Setting Quality Criteria


Setting Quality Criteria

The customer may define quality standards as a set of features. For example:

  • Whenever the user makes a mistake, a user-friendly error screen appears.

  • It's impossible to crash the server via the user interface.

  • The system can handle a hundred concurrent logins.

  • The system will stay up 99.995% of the time.

The customer asks for a certain level of quality, and the programmers account for that in estimating the risk and effort of the stories. Many quality criteria can become stories on their own. For example, the customer could write a story saying the system should handle all exceptions and print out a user-friendly error message.


Who Is Responsible for Quality?

Quality should be a collaborative effort among the entire project team, which includes everyone involved in getting the software released. The tester is responsible for helping the customer make conscious decisions about quality during the planning process. If the customer is clear about her acceptance criteria and these are reflected accurately in the acceptance tests, you're much more likely to achieve the level of quality the customer wants without giving your time away.

How do various members of the team participate in producing a high-quality deliverable? Customers need to understand their responsibilities in defining quality and writing tests that prove it. If your XP team includes testers, they can help the customer with these tasks and act as customer surrogates if the customer can't sit with the team. Testers can pair with programmers to go over stories and review the finished tasks and stories to make sure the requirements are met.

Programmers can estimate technical risks of stories and provide alternatives to help the customer achieve a balance of quality and cost. By mastering XP practices such as test-first coding and refactoring, programmers build quality into the software. They shoulder their part of the quality burden by taking on tasks related to acceptance testing, such as writing automated test scripts and coming up with ideas on how to automate tests simply and effectively.

All teams need strong leaders. If the team is failing to master a necessary practice and takes no action on it, someone in a position of authority needs to get the team together and decide how to correct the problem. It's human nature to avoid doing things that are hard. We've often found, for example, that programmers who haven't done test-first coding before won't do it unless required to do so by a leader they respect. Once they try this practice, they see the value and keep going, but someone has to push them to start.
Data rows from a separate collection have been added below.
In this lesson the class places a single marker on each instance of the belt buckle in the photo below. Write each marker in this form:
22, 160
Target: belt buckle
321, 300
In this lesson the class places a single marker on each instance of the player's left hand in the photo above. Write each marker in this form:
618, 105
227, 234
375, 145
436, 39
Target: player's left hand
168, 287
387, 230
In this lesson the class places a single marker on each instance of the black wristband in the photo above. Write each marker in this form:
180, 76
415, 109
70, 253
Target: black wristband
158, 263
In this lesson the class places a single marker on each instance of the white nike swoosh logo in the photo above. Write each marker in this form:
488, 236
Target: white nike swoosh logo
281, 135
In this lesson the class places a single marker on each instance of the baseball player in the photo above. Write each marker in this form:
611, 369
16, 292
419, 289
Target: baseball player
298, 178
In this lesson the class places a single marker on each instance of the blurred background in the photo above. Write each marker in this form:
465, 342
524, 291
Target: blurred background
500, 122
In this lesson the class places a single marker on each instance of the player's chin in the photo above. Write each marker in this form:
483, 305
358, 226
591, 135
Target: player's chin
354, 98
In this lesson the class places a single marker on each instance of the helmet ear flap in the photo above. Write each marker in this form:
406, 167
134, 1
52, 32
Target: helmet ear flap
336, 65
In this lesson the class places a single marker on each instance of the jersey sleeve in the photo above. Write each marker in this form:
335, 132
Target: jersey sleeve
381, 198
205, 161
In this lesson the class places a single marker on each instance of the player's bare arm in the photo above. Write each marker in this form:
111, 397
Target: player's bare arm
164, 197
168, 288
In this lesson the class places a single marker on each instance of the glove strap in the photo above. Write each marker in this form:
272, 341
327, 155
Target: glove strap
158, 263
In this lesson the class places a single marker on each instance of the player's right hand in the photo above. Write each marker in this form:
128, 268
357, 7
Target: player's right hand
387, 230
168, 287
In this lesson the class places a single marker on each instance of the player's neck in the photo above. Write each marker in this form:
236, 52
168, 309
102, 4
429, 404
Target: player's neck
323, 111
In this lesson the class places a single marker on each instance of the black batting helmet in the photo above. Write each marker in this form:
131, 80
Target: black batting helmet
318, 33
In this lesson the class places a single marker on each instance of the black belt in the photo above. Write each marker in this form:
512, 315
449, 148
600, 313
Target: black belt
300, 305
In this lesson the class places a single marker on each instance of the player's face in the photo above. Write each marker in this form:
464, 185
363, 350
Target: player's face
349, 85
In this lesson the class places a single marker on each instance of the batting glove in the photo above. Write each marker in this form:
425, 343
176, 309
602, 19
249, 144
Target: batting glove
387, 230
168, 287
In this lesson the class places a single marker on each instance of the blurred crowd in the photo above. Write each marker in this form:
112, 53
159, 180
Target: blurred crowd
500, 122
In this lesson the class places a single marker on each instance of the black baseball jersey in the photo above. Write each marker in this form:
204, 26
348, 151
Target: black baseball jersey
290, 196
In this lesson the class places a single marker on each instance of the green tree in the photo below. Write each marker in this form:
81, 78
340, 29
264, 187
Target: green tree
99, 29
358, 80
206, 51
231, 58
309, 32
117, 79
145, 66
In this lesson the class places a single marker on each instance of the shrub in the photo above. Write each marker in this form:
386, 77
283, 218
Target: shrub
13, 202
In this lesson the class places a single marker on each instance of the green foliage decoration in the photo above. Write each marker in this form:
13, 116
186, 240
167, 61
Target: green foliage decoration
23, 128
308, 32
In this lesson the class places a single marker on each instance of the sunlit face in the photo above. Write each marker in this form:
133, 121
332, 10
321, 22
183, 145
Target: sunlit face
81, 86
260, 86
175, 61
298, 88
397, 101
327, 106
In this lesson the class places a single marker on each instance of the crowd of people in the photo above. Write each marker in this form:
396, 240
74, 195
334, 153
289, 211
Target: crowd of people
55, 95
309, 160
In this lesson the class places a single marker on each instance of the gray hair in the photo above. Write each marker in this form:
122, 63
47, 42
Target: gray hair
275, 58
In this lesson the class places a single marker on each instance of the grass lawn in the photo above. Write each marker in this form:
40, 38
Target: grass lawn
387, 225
Lots of other people are probably involved in the delivery of your software project, even if you don't always think of them as someone "on the team." It's a common misconception that XP projects "don't produce documentation." Of course they do, and if your team is fortunate, you have a good technical writer to help with this task. Someone has to write the paychecks and approve the expense reports. Have you thanked your accountant lately? Someone recruited you into the company and told you how to file a medical insurance claim. Someone buys your office supplies. Someone set up your network, someone fixes your laptop when it dies a big blue death. All these people are on your extended team, and, though their services may be peripheral, they're important in enabling your core team to do its best.